According to attorneys involved in the case, Vandenburg and Batey laughed at the neuroscience major, who was heavily intoxicated and unconscious at the time, before attacking her. Prosecutors claimed that Vandenburg, who was unable to become aroused at the time, "coached" his teammates and provided direction over the course of the assault. Jaborian "Tip" McKenzie, another player who has been charged but has not yet gone to trial, said that Vandenburg was "amped" during the incident, apparently deriving some sickening pleasure out of the situation.
Batey's defense attorneys have consistently maintained that he was too drunk to be aware of his actions, and he, like the survivor, claims that he has absolutely no recollection of the entire evening. On Monday, the former football player testified, "I was just drunk out of my mind. This is something I would never do in my right state of mind. I'm just sorry."
Jurors were shown graphic video and photographs from the night of the assault, many of which were circulated among the four men accused of taking part in the attack, as well as others who received texts from Vandenburg with the footage. There was also security footage of the men dragging the unconscious survivor into an elevator then into a dorm room. Batey told jurors that another football player told him to delete the photographs the following morning, and that he was unsure of how he'd even received them. He said, "I didn't know how they got there. I didn't know what happened to the young lady in the pictures. I immediately deleted them."
Batey did admit to the jury, however, that he could identify himself as one of the men seen in the photographs, and that he took responsibility for what transpired. But when a prosecutor asked if he intended to change his plea from "not guilty" to "guilty," he replied in the negative. The 21-year-old was admitted to Vanderbilt on a football scholarship. But now, it seems that both his academic and athletic career are finished.
Defense attorneys attempted to direct blame away from Vandenburg and Batey, instead blaming the campus culture and the collegiate atmosphere of drunken, casual sex as the culprits. Somehow, according to these lawyers, a culture sexually assaulted a young woman, not individuals. During the trial, Batey was painted as the victim, one who fell prey to the dangers of peer pressure and high-risk drinking (he is estimated to have consumed between 14 and 22 drinks that evening). According to his lawyers, he was a star athlete bound for great success until he "walked into a culture that changed the rest of his life."
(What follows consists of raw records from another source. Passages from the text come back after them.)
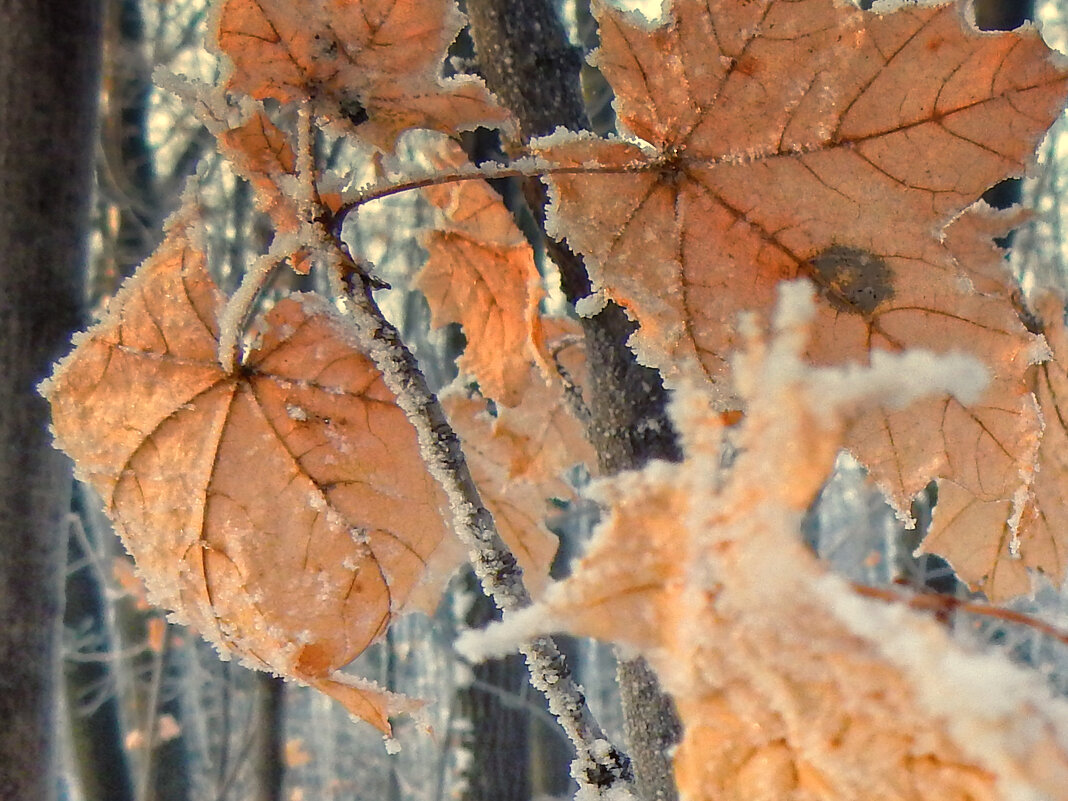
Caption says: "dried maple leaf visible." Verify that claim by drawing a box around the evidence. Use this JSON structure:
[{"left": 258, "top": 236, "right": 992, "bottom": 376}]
[
  {"left": 218, "top": 109, "right": 341, "bottom": 264},
  {"left": 833, "top": 206, "right": 1045, "bottom": 522},
  {"left": 219, "top": 111, "right": 300, "bottom": 233},
  {"left": 923, "top": 297, "right": 1068, "bottom": 601},
  {"left": 472, "top": 288, "right": 1068, "bottom": 801},
  {"left": 216, "top": 0, "right": 507, "bottom": 150},
  {"left": 546, "top": 0, "right": 1066, "bottom": 589},
  {"left": 544, "top": 0, "right": 1066, "bottom": 388},
  {"left": 45, "top": 225, "right": 445, "bottom": 731},
  {"left": 415, "top": 137, "right": 545, "bottom": 406}
]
This absurd desire to displace guilt and somehow alleviate the onus of responsibility from the shoulders of those who have the capacity to force themselves upon women is more dangerous than any college party. Not only does a "rape culture" exist on the campuses across universities in the United States, but it also has further permeated courtrooms, supposed settings of justice in which lawyers instead make excuses for individuals who seem to have no regard for the basic human rights of their peers. Batey and Vandenburg, their lawyers said, were only children with no real awareness of right and wrong, and were fully susceptible to the whims of those around them.
There is an air of complacency that has poisoned the way in which we discuss and address rape, and though it seems that justice was served to Vandenburg and Batey in this particular case, there are far too many incidents in which sexual predators go untried, free to carry on with their lives even as their victims bear the scars of their monstrosities. And it is only compounded by the astounding lack of vigilance displayed on college campuses in the United States, where too often, students prefer not to notice questionable situations and stay silent rather than stepping in.
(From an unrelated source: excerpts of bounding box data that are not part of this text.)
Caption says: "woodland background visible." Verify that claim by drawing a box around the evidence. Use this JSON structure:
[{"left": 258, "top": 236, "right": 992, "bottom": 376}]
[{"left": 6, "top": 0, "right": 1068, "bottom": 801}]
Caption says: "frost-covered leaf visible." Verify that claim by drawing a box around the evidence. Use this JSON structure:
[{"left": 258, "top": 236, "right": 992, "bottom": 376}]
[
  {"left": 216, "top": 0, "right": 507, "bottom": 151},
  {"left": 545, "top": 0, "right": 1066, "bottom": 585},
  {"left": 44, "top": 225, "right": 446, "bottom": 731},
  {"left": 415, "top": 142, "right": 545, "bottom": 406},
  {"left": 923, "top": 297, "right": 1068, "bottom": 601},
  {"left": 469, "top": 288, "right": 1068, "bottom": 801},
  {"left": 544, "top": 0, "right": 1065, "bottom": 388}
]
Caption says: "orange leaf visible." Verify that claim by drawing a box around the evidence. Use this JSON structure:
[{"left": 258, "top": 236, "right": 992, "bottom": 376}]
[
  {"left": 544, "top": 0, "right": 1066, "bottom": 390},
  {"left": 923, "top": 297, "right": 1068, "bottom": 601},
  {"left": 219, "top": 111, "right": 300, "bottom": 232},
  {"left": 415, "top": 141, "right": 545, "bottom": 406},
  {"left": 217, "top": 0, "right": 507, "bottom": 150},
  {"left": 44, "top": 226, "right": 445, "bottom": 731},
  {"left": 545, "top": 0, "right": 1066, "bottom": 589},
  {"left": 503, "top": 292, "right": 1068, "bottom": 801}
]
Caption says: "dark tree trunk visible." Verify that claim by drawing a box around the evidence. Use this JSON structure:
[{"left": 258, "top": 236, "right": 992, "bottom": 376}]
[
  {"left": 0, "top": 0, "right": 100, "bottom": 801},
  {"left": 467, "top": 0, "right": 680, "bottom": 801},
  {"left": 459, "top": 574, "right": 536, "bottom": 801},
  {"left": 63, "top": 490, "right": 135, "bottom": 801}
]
Footage from the assault shows that numerous people were present when the survivor was first carried, unconscious, away from a public setting. In fact, it seems that several bystanders were at least marginally aware of the situation, and yet did nothing to intervene, nor did anyone report the incident to the authorities. This nearly unbelievable attitude of ignorance is perhaps one of the most damning challenges facing American universities as they attempt to address the staggering issue of sexual assault, and is one that needs to be rectified immediately.
But despite the multiple facets of the rape culture that is so often blamed for these assaults, the fact of the matter remains that a culture does not rape — people rape. Cultures cannot be held responsible in a court of law, but individuals can, and they should. And in the case of Vanderbilt, we finally seem to be moving in the right direction.